SZenario:"Was hat das mit der CSU zu tun?"

SZenario: Die vier Redner des Abends (v.l.): Akademiedirektor Udo Hahn, Staatskanzleichef Florian Herrmann, VDK-Präsidentin Verena Bentele und Landesbischof Heinrich Bedford-Strohm.

Die vier Redner des Abends (v.l.): Akademiedirektor Udo Hahn, Staatskanzleichef Florian Herrmann, VDK-Präsidentin Verena Bentele und Landesbischof Heinrich Bedford-Strohm.

(Foto: Franz Xaver Fuchs)

Beim Jahresempfang der Evangelischen Akademie Tutzing wird der Musiksaal zur Wahlkampfarena erklärt.
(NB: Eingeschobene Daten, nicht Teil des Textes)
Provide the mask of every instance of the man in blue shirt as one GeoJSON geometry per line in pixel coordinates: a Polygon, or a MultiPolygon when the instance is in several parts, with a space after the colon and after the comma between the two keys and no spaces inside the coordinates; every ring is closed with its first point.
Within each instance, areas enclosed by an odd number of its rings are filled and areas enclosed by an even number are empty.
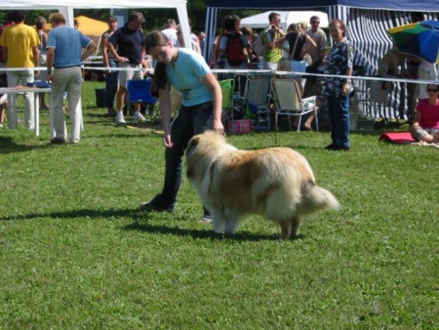
{"type": "Polygon", "coordinates": [[[55,137],[50,142],[61,144],[67,138],[63,100],[63,94],[67,91],[71,121],[70,142],[78,143],[82,119],[79,104],[82,87],[81,62],[91,55],[97,46],[77,30],[65,26],[63,14],[52,14],[49,21],[53,29],[47,44],[47,80],[52,82],[51,112],[55,130],[55,137]],[[81,55],[82,48],[85,52],[81,55]]]}
{"type": "MultiPolygon", "coordinates": [[[[117,114],[115,120],[118,124],[125,123],[123,108],[126,95],[126,80],[143,79],[142,67],[148,67],[148,63],[145,60],[144,32],[142,29],[144,22],[145,19],[141,12],[133,12],[128,18],[128,23],[116,30],[106,42],[108,50],[119,62],[119,67],[126,69],[119,73],[119,90],[116,94],[117,114]]],[[[139,110],[140,104],[137,104],[134,118],[144,122],[146,120],[139,110]]]]}

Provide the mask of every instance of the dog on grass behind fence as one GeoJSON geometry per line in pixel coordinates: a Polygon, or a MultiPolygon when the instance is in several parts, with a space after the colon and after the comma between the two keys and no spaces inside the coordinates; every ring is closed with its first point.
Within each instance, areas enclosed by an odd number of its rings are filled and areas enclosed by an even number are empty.
{"type": "Polygon", "coordinates": [[[186,150],[187,176],[212,212],[214,230],[234,234],[248,214],[280,226],[280,238],[299,234],[302,217],[339,208],[319,187],[304,156],[289,148],[238,150],[212,131],[194,136],[186,150]]]}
Dabei hat hier auf Wahlkampf eigentlich keiner so richtig Lust. Streifzug durch einen wunderlichen Abend.

Von Viktoria Spinrad, Tutzing

Um kurz vor 23 Uhr bricht der bayerische Landtagswahlkampf bereits zum zweiten Mal an diesem Abend über das idyllische Tutzing herein. In der Ecke hinter dem blankpolierten Klavier hat sich eine Gruppe Feuerwehrleute aus dem Ort verschanzt. Sie haben keine Schläuche dabei, sie sind ja auch nur für den Fall einer notwendigen Evakuierung da. Was nicht heißt, dass es hier keinen Brand zu löschen gäbe - zumindest im übertragenen Sinne.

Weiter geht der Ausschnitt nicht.